Want to hunt on farmland? It just takes asking
"Landowners aren't trying to stop hunting. Most of us have a healthy appreciation for the population control hunters provide. We simply want to know who is on our land, just as anyone in town would want to know if someone was in their yard or garage and what they're doing there."
We live in a remote enough spot that my kids stop and stare at unknown vehicles passing by. I grew up in a busier place, so it makes me laugh.
But we're all less surprised by unknown vehicles, particularly ones with out-of-state license plates and camouflage paraphernalia, who drive by or pull into the driveway this time of year.
We farm in the Prairie Pothole region in what I've been told is a main path of migration for waterfowl. I have no idea. I'm neither a hunter nor a bird watcher. But it sure seems to be a popular place this time of year.
We have a group of regular hunters who have been coming from Minnesota for years. They check with my father-in-law before they come, and they stop and visit and drop off some goodies. In a bad harvest year, they checked to see if they could help with anything.
We didn't know these guys before they asked to hunt here. They used publicly available information to find out who owned the fields, they asked permission, and they got to know us. Now we look forward to seeing them and are happy to host them.
For whatever reason, more hunters than usual have sought to hunt on our land this year. They've come from a variety of places, but they've managed to find us and ask our permission, calling or stopping by and visiting with us. One field didn't even have a no-trespassing sign at the time people found us ; they still asked for permission rather than just going on our land.
North Dakota for a lot of years has been embroiled in debates pitting private property rights against hunting access . A lot of people have worried that if all land were to be considered closed without permission, as it is a lot of nearby states, it would put a damper on hunting access. If permission is required, the argument has gone, hunters won't be able to find the landowners.
The number of hunters who have found us and asked for permission to hunt on our land this year shows that it is not a valid argument.
Our reasons for wanting to know who is on our land are many. We don't let people hunt on land on which we're running cattle. We want to let people know about hazards. And we want to know who is out there amid a rash of vehicle part thefts and other nuisances.

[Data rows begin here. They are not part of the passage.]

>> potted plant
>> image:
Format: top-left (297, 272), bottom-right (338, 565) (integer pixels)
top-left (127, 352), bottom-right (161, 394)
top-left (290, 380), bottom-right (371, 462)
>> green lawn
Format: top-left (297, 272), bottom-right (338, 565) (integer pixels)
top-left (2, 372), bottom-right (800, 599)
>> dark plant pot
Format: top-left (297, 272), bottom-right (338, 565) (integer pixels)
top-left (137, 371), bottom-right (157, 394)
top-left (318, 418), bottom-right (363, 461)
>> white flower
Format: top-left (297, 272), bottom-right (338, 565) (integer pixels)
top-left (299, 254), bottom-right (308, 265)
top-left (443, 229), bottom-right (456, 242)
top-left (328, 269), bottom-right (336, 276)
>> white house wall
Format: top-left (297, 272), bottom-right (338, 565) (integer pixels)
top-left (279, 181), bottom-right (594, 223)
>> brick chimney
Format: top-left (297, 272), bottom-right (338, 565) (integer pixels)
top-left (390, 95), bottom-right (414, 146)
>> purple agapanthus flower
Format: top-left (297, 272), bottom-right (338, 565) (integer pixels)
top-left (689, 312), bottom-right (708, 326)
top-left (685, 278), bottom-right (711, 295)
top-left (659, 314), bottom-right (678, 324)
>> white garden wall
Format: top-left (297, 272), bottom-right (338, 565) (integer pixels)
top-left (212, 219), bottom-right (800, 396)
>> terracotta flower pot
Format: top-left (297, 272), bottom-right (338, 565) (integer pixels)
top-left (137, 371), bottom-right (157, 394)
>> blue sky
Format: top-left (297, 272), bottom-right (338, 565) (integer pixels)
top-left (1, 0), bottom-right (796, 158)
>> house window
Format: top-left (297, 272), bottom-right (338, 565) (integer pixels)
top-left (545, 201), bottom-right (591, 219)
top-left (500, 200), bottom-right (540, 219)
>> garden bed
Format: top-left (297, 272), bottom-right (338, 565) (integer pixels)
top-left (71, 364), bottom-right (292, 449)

A side note on this: The North Dakota Legislature did tighten up the access laws just a bit in this year's session. Hunters can't put game cameras or bait on someone's land without permission. Shortly after the laws took effect, my husband found an unauthorized camera and a pile of corn on our land. Rather than have the person prosecuted, we posted a note with citations to the new laws on the camera. I hope whoever put it there learned something and asks for permission next time.
Landowners aren't trying to stop hunting. Most of us have a healthy appreciation for the population control hunters provide. We simply want to know who is on our land, just as anyone in town would want to know if someone was in their yard or garage and what they're doing there.
The bottom line on this: If you want to hunt, get to know a landowner. Be respectful. Ask for permission. Many, if not most, will let you on. This doesn't have to be a battle, and the good folks who've stopped by our place this year showed us how it can be done.